One point that should stick out is the contradiction between that question and Barnaby’s account of the border action itself. After all, according to Barnaby this was indeed a Gandhian event. Remember those ‘unarmed people walk[ing] towards soldiers’? Or alternatively (we’re not sure which) who merely ‘stood near a border’? If either of these versions is true, the leaders of Hamas must indeed be Gandhis – albeit ones who stayed safely in the rear while the more photogenic victims bore the brunt. Yet in posing the question Barnaby is tacitly admitting that this is not so. That in fact the ‘Palestinian cause’ has always been characterised by a significant degree of violence, including against civilians, including against children. And if that is the case, why should this action have been any different? And how could the Israelis, or any government, allow the breach of its borders and the slaughter that would inevitably have followed?
In fact, there is a simple reason why there is no Palestinian Gandhi – because you can only use Gandhian tactics in pursuit of Gandhian ends. (Sadly, of course, not always then). But the ends of the Palestinian leadership, Hamas but also the PLO, are anything but Gandhian. They are not about fighting imperialism or colonialism. They instead involve the violent displacement (or worse) of another people from the only home they have – that of the Jews from Israel. This is the nub of the problem, and one which not all of Barnaby’s rhetoric can disguise.
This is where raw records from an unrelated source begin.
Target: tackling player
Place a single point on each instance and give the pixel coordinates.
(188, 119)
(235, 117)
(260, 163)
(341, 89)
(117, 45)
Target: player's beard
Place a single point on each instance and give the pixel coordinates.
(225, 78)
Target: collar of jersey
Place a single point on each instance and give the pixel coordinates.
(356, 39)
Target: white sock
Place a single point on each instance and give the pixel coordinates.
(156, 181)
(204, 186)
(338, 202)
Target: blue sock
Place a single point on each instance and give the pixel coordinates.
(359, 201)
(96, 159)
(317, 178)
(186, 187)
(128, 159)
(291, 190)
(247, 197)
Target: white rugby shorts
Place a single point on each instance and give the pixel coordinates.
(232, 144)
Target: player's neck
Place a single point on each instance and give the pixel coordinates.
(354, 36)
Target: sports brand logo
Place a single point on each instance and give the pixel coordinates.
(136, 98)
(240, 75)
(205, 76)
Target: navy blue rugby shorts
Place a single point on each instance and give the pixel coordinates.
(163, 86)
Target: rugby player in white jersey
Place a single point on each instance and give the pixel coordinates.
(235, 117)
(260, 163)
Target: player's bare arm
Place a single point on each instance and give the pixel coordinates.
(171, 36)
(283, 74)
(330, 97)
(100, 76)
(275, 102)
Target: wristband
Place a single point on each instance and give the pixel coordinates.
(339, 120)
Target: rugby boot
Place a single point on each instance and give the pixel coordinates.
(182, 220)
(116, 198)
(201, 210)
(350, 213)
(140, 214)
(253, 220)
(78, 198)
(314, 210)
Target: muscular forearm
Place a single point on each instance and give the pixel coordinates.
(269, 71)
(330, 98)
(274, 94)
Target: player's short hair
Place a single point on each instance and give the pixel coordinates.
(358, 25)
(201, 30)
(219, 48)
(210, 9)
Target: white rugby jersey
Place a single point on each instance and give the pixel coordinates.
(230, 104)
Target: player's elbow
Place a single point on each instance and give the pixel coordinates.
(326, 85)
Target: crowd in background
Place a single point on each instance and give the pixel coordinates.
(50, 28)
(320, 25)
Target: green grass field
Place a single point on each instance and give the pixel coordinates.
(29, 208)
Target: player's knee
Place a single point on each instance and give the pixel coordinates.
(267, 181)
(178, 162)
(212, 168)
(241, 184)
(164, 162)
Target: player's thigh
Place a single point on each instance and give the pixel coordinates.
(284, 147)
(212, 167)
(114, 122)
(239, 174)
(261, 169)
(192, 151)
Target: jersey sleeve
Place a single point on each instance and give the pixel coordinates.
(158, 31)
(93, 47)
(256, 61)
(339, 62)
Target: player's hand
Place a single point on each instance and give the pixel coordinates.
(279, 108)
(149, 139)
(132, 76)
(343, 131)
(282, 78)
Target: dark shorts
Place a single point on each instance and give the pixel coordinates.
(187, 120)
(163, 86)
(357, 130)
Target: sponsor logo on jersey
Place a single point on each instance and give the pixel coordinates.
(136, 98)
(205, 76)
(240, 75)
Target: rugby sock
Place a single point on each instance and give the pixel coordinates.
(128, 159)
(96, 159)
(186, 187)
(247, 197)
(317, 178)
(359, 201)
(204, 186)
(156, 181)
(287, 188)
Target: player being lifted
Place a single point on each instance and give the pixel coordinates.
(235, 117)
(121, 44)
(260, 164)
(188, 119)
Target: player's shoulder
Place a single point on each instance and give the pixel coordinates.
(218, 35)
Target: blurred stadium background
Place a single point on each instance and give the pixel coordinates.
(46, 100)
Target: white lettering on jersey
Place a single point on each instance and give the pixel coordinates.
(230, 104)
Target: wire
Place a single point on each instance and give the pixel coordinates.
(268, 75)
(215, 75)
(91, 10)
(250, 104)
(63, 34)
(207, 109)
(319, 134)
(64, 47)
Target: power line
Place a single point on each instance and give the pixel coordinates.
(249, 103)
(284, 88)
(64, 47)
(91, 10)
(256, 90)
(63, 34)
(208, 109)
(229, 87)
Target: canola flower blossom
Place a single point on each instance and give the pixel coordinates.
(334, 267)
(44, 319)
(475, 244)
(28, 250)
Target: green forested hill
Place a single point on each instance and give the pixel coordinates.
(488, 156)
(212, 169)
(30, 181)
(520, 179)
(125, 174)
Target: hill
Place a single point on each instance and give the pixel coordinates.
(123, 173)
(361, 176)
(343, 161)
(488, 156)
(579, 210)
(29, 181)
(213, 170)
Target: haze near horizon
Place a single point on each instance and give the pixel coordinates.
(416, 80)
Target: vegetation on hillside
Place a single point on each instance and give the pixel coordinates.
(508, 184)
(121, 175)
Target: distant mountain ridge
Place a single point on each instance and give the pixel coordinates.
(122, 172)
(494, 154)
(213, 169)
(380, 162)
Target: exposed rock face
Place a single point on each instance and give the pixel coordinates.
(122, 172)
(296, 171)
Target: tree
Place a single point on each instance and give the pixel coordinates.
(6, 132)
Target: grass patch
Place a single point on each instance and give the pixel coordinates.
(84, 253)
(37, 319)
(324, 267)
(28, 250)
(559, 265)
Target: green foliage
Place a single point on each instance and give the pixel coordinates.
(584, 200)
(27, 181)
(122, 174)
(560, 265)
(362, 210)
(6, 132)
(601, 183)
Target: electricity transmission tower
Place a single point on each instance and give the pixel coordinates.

He does of course attempt to disguise it. Hence his bizarre claim that ‘ostensibly radical Palestinians… want the dissolution of a regime predicated on ethnic difference and its replacement by a state that guarantees equal rights before the law irrespective of ethnic origin.’ Really? Has Barnaby actually read the Hamas charter? Or the Palestinian Authority law making it a capital offence to sell land to Jews? Or the school texts which encourage the slaughter of the Jews? Or heard about the flight of Christians from Palestinian-controlled areas? Which is the regime actually ‘predicated on ethnic difference’?
Nor, of course, does he appear to have read the stories of actual Israelis – not least those (approaching a million) who were ethnically cleansed from Arab and Muslim countries and who have made their new homes in Israel. Because that would challenge the morality tale of absolute evil on one side and saintly victimhood on the other which Barnaby paints.
Because make no mistake, this is a dehumanising narrative. Old-fashioned Marxism, to which he briefly alludes, painted the proletariat as the repository of all that was good, noble, and progressive. By contrast, classes deemed reactionary were consigned to the rubbish bin of history. In today’s anti-imperialist leftism, it is peoples, races and genders which are branded as on the ‘right’ or ‘wrong’ side of history, and the latter cheerfully consigned to the flames. In this tale, the Jews – sorry `Zionists` – are on the wrong side and therefore do not have the right to be considered a people.
So the actual living, breathing country known as Israel is reduced to a historical type. It is a Sparta, no less – a term redolent of regimented militarism and the absence of individual thought and creativity. To those of us who know the real Israel – in all its chaotic, creative, argumentative, maddening and inspiring complexity – this is of course a travesty and a lie. But it is a necessary lie. Because how else except by painting Israel and its people as this faceless mass of cold-hearted killers can you justify supporting, and rhetorically whitewashing, the clerical fascists and would-be genocidaires of Hamas, Islamic Jihad and the al Aqsa Martyrs’ Brigade?
There are many questions raised by this article, but they are not the ones which Barnaby himself poses. Such as what strange quirk of our culture leads a privileged young Jewish man to turn himself into an apologist for fundamentalist Jew-haters? And what is it about the appeal of totalitarian ideologies that exerts such fascination on those born with all the blessings of a free society but none of the sense of how fragile such a society may turn out to be?